それからこれは首輪。街に行った時に従魔登録と言うものをして、鑑札を首輪につけるんだ。そうすれば街中にいられる。
わかったと言ってアンクレットに石や枯れ枝を出し入れして遊んでいる。確かに綺麗だよね。この世にない輝きだ。
「それとマリアさん、昨日夜内職をして、洗面所とトイレを作りました。洗面棟とでも名付けますかね。露天風呂にも追加しました」
洗面棟を出す。靴を脱いで上がる仕様だ。手前に一部屋あって洗面台があって、奥がトイレになっている。
トイレはもちろん温水洗浄便座。かの有名なウォ○○レットだよ。
使い方を説明する。
「これ何?」
ええ、聞かれてしまった。うう。
「前を洗う」
「あら、やだ」
マリアさんに顔を覗き込まれ顔がほてってしまう。話題を変えよう。
みんなのトイレもあるよ。人用トイレの隣りのドアを開けると砂が敷いてある。ブランコ、掘るんじゃない。そこはトイレ。
え、そうなの、砂遊び場じゃないの。そこはね、ウンチやオシッコをする場所だよ。その砂が片付けてくれるんだ。

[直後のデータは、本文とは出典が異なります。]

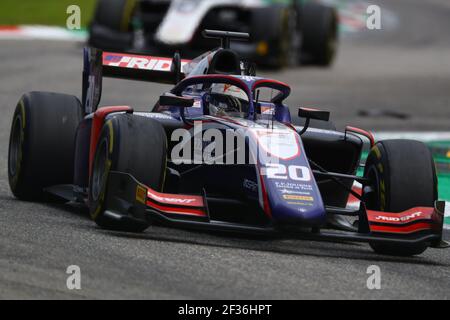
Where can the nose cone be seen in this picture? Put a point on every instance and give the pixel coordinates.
(298, 209)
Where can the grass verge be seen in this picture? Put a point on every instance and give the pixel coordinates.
(44, 12)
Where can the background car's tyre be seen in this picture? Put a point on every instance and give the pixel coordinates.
(276, 29)
(111, 28)
(131, 144)
(41, 145)
(319, 25)
(404, 175)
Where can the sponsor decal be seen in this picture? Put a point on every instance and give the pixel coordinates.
(408, 217)
(293, 186)
(250, 185)
(171, 200)
(141, 194)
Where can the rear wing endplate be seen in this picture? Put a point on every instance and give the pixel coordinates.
(99, 64)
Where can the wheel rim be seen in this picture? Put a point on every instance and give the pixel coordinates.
(373, 199)
(99, 173)
(15, 146)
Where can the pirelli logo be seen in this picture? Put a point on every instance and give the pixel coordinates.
(298, 198)
(141, 194)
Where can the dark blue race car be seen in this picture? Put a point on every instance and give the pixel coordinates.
(220, 151)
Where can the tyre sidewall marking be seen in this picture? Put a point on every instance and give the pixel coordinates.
(101, 198)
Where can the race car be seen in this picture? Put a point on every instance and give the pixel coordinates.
(220, 151)
(284, 33)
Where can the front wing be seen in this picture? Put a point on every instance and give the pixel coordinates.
(129, 200)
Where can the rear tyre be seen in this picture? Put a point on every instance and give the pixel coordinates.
(130, 144)
(404, 176)
(111, 28)
(319, 25)
(41, 145)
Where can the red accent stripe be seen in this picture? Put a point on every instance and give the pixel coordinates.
(403, 230)
(9, 28)
(362, 132)
(175, 199)
(184, 211)
(97, 125)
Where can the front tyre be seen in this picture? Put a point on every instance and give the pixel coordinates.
(41, 145)
(131, 144)
(403, 173)
(319, 25)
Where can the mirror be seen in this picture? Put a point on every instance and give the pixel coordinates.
(175, 101)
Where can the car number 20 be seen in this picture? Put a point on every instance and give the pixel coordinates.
(282, 172)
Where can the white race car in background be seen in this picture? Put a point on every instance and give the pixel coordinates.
(284, 33)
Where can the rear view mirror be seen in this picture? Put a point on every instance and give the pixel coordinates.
(176, 101)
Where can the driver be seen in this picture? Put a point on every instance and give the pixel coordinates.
(226, 99)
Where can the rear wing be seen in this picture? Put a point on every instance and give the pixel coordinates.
(99, 64)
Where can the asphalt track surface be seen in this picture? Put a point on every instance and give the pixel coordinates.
(406, 68)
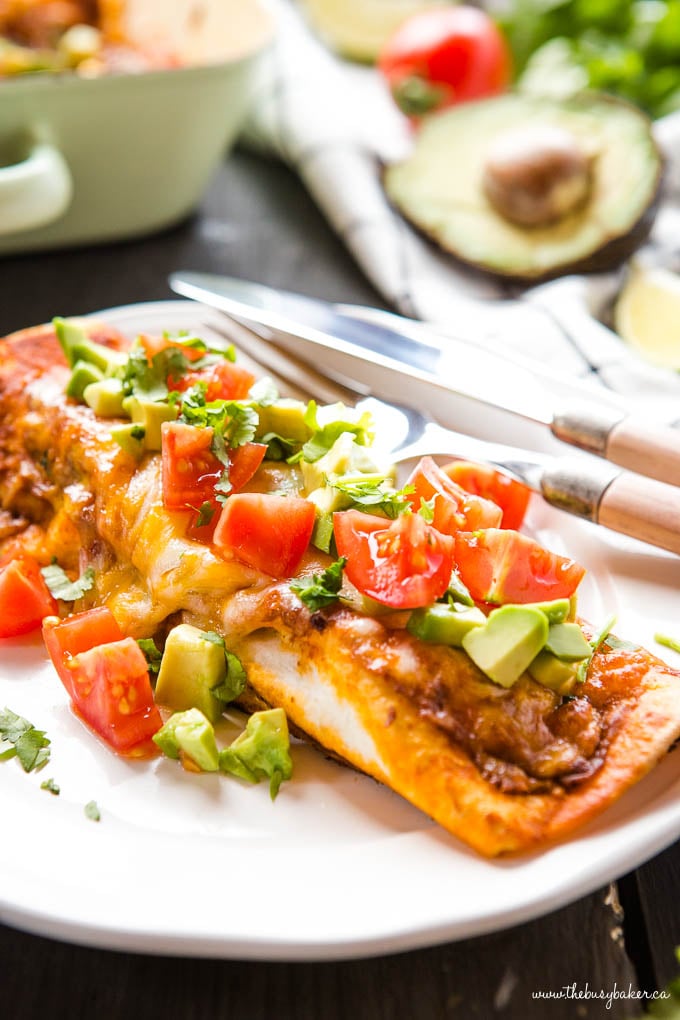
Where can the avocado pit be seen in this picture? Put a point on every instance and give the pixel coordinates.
(535, 175)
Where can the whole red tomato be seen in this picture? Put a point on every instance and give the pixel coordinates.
(443, 56)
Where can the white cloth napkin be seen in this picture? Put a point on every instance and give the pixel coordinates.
(334, 123)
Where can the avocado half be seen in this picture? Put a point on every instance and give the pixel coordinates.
(439, 187)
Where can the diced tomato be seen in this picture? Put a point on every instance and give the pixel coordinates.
(106, 676)
(224, 380)
(190, 468)
(484, 480)
(404, 563)
(266, 531)
(454, 508)
(64, 639)
(24, 598)
(154, 345)
(501, 566)
(244, 462)
(112, 693)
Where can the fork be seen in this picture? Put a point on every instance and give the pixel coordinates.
(581, 486)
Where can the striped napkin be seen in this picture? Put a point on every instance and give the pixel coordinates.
(334, 123)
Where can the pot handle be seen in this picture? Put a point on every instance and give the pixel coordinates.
(35, 192)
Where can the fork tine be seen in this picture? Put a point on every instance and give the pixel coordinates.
(285, 367)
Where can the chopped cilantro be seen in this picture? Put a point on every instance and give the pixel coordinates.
(205, 513)
(668, 642)
(151, 653)
(264, 392)
(320, 590)
(92, 811)
(31, 746)
(142, 379)
(599, 638)
(376, 496)
(457, 592)
(278, 447)
(60, 584)
(426, 509)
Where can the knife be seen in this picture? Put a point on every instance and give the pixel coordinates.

ブランコがしばらく考えている。この頃ウンチもオシッコもしたことない。え、便秘なの?ええ、皆んなもそうなの。アンクレットで体が光ってから出たことないって。そういえば自分もしたことないな。エチゼンヤで買った落とし紙も使った記憶がない。じゃ砂遊び場でいいや。ブランコがゴロゴロしている。気持ちいいよだって。
閃いた。
「露天風呂の方は砂湯にしよう」
「砂湯って?」
「暖かい砂に横になって首から下に砂をかける。そのまま横になっていると砂の暖かさと適度な重みでリラックスできるよ」
でも暖かくないよとブランコ。皆んなで横になれる様に拡げる必要があるし、もう少し待ってね。
「じゃ朝飯にしよう」
今朝は市場で買って来たもので簡単に済ます。でもテーブルと椅子は出す。朝のミーティングがあるからね。

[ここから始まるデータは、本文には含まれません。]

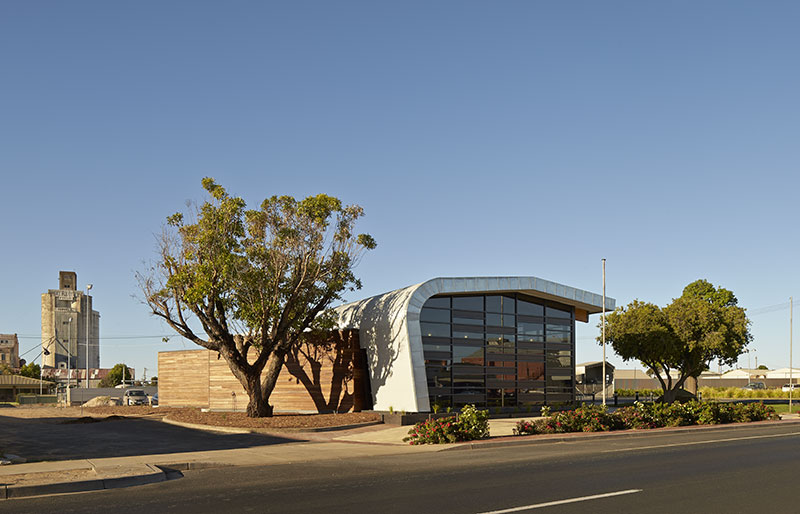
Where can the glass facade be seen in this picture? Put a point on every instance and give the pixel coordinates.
(498, 351)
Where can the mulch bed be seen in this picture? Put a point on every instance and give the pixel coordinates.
(193, 415)
(278, 421)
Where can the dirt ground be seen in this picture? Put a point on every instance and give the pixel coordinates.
(192, 415)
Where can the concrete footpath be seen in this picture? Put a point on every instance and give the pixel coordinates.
(70, 476)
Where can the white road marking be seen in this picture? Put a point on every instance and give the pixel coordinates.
(701, 442)
(562, 502)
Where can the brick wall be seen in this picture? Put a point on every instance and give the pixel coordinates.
(323, 375)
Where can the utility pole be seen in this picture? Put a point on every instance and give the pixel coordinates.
(604, 332)
(69, 363)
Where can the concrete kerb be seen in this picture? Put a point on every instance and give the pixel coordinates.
(272, 431)
(131, 476)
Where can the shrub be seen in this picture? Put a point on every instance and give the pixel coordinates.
(646, 415)
(471, 424)
(642, 392)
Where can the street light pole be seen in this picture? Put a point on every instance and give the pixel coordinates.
(69, 362)
(604, 332)
(88, 328)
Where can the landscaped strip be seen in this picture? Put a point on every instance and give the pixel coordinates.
(470, 425)
(592, 418)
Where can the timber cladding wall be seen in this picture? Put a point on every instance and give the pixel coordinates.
(323, 375)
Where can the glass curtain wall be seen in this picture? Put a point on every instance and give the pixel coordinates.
(499, 351)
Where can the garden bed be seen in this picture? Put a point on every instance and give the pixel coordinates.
(593, 418)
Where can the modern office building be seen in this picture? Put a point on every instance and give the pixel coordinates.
(498, 342)
(69, 325)
(506, 343)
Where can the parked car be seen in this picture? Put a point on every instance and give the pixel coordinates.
(135, 397)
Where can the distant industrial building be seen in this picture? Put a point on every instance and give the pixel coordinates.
(9, 350)
(70, 327)
(506, 343)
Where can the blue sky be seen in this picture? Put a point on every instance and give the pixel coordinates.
(482, 138)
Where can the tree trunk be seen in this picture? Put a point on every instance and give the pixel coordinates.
(670, 395)
(257, 407)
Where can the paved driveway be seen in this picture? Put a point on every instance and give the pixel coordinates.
(58, 438)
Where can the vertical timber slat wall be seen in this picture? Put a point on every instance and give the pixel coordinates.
(185, 378)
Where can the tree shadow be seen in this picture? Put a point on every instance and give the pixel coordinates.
(41, 439)
(331, 360)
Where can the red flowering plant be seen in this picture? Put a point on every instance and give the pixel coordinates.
(469, 425)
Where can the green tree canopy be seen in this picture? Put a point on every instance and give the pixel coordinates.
(30, 370)
(114, 377)
(248, 283)
(702, 325)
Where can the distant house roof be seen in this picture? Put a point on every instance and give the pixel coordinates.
(594, 363)
(19, 380)
(80, 373)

「この先しばらく行くと巨樹の森に行き当たる。今日はゆっくりそこまで歩いて行く。ここには大きな生き物はいない。襲ってこない限り狩らないで行こう」
はーい、ワン、ウォン、ウォン。キュ。ドラちゃんキュなの?へえ。
片付けして出発。
疎林だね。明るいよ。あちこちに何かいる。小さいね。
「マリアさん、疲れたらアカに乗ってください」
「大丈夫、ゆっくり歩っているし、全く疲れません」
手を繋いで来た。えへへへ。
途中昼食と休憩を挟み夕暮れ時に巨樹の森の手前に着いた。30キロくらい歩いたかな。ここで一泊。